I would say, rather, that they're taking the show's plot in the direction that works best for the show. I read
a review pointing out that this part of the book was mostly messages and threats sent between fleets, which wouldn't be very visual or effective for television, and would be too expensive to depict on the same scale. So interpolating a smaller, more character-driven story inside the narrative worked better for a TV show.
In a way it's depressing, because the book series is up to eight books, and going to have at least one more. There is no way Syfy will commit to the 10-11 seasons that the show would need to wrap up the plot.
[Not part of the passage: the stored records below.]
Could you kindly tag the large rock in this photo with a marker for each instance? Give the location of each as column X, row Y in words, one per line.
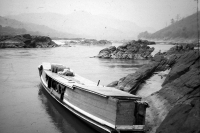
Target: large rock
column 180, row 88
column 131, row 50
column 26, row 41
column 183, row 118
column 174, row 107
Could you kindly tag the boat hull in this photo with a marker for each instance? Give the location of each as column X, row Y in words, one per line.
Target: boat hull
column 93, row 124
column 100, row 112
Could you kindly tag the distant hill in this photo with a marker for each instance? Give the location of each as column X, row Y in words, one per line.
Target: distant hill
column 29, row 28
column 184, row 30
column 84, row 24
column 7, row 30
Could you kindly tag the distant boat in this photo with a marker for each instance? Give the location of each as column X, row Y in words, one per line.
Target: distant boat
column 104, row 108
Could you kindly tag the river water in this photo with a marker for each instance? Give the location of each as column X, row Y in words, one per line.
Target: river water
column 25, row 107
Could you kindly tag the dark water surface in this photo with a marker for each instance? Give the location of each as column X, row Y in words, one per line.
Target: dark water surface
column 24, row 105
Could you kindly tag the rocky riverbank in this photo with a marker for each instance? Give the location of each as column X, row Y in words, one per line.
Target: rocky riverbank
column 175, row 107
column 130, row 50
column 26, row 41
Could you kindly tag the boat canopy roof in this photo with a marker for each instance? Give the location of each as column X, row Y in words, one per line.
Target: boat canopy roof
column 78, row 82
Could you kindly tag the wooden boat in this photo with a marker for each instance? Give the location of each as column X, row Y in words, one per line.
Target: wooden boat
column 104, row 108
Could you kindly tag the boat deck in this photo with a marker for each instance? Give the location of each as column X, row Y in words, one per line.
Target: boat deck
column 89, row 86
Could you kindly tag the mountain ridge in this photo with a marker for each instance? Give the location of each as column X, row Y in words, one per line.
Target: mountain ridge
column 85, row 25
column 184, row 30
column 32, row 28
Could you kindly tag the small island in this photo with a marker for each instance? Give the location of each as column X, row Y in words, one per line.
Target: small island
column 26, row 41
column 130, row 50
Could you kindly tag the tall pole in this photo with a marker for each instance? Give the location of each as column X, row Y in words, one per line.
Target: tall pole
column 198, row 24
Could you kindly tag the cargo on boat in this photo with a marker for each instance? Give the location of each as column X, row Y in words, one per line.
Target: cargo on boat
column 104, row 108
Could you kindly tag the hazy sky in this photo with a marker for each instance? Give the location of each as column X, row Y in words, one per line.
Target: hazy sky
column 151, row 13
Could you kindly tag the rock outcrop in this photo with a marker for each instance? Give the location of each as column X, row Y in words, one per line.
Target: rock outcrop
column 26, row 41
column 175, row 107
column 181, row 87
column 131, row 50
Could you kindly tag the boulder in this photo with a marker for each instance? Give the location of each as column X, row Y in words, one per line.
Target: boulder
column 182, row 118
column 179, row 89
column 129, row 50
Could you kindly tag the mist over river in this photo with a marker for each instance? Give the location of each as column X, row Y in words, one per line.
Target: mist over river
column 25, row 107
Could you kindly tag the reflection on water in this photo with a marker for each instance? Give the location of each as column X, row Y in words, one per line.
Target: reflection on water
column 64, row 120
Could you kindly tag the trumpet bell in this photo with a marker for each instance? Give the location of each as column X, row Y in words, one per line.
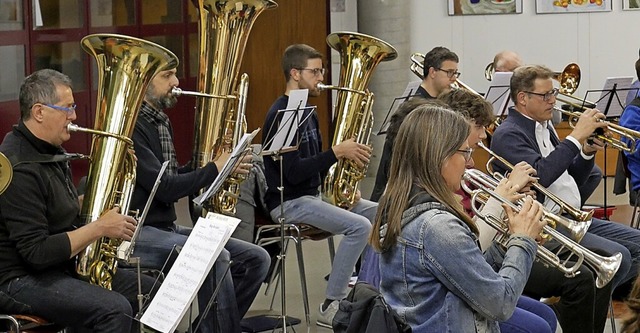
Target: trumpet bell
column 6, row 172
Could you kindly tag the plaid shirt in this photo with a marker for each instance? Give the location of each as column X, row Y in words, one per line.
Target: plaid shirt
column 161, row 120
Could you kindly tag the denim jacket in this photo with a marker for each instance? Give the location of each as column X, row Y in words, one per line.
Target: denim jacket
column 438, row 280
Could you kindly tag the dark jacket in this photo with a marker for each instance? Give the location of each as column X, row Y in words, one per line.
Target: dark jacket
column 365, row 311
column 37, row 209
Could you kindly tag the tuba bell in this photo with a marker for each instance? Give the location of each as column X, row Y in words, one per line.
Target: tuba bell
column 224, row 28
column 126, row 65
column 359, row 55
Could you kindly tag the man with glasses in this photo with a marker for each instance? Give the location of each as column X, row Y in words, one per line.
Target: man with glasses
column 440, row 70
column 40, row 230
column 563, row 167
column 304, row 170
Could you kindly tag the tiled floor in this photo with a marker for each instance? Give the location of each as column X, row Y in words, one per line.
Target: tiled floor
column 317, row 265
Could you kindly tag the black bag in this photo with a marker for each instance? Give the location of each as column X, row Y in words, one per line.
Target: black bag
column 365, row 311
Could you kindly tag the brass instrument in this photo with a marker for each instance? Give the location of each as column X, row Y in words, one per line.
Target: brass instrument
column 6, row 172
column 417, row 67
column 568, row 80
column 576, row 214
column 126, row 65
column 359, row 55
column 623, row 132
column 605, row 268
column 224, row 28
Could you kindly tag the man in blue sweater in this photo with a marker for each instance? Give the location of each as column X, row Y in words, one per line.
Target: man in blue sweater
column 562, row 167
column 304, row 170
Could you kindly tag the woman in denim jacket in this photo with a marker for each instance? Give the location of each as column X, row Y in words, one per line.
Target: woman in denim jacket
column 432, row 270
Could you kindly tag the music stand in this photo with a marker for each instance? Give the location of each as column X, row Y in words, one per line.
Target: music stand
column 289, row 122
column 611, row 106
column 409, row 91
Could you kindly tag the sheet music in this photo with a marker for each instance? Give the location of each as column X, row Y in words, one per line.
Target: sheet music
column 409, row 92
column 289, row 120
column 615, row 108
column 237, row 152
column 498, row 93
column 199, row 253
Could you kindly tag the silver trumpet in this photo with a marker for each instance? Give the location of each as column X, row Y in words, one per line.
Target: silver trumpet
column 605, row 268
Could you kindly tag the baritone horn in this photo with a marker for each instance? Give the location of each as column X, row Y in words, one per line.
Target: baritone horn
column 600, row 134
column 359, row 56
column 576, row 214
column 417, row 67
column 605, row 268
column 6, row 172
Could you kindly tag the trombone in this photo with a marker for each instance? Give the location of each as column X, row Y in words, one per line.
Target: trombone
column 605, row 268
column 623, row 132
column 417, row 67
column 576, row 214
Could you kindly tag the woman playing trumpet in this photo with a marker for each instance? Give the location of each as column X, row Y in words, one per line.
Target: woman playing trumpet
column 433, row 272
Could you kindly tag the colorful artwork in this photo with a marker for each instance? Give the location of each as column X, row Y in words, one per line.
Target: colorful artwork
column 572, row 6
column 481, row 7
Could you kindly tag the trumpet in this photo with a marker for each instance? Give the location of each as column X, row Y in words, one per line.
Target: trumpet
column 623, row 132
column 576, row 214
column 605, row 268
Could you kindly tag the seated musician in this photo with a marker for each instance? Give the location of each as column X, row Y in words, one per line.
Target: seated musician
column 40, row 231
column 563, row 167
column 303, row 172
column 153, row 142
column 433, row 272
column 440, row 70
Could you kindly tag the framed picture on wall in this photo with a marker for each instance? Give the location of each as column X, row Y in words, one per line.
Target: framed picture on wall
column 572, row 6
column 482, row 7
column 631, row 4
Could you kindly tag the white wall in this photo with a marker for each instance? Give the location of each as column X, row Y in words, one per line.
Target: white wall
column 604, row 44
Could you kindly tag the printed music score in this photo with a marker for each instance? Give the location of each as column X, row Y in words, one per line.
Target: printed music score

It doesn't need to. The books already did that. The purpose of an adaptation isn't to copy the source verbatim; that would be redundant, since the source already exists. The purpose is to use the source as a starting point for creating something new, an alternative exploration of the same ideas. Look how much the
Game of Thrones TV series has diverged from the books (I gather), gone off in its own independent direction. It's become its own thing now, and that's good. Something can't be its best if it's trying to be something it's not. A TV series needs to do what works best as a TV series in its own right, and the books it's based on should only be a source of raw material to be reshaped. If a show creates a rich enough version of its world that it can find entirely new stories to tell that weren't in the books, that's a sign of the show's success and worth.
Granted, there are movie series like
Harry Potter and
The Hunger Games that have been fairly faithful adaptations of their source books, but that's easier to do in movies, with a finite number of installments. And both did make some adjustments and elisions to the source stories. And there's no telling how much potential they wasted by not diverging more. If you run the same experiment twice, with different variables, you're going to get different results, and it's good to follow where they lead instead of resisting them.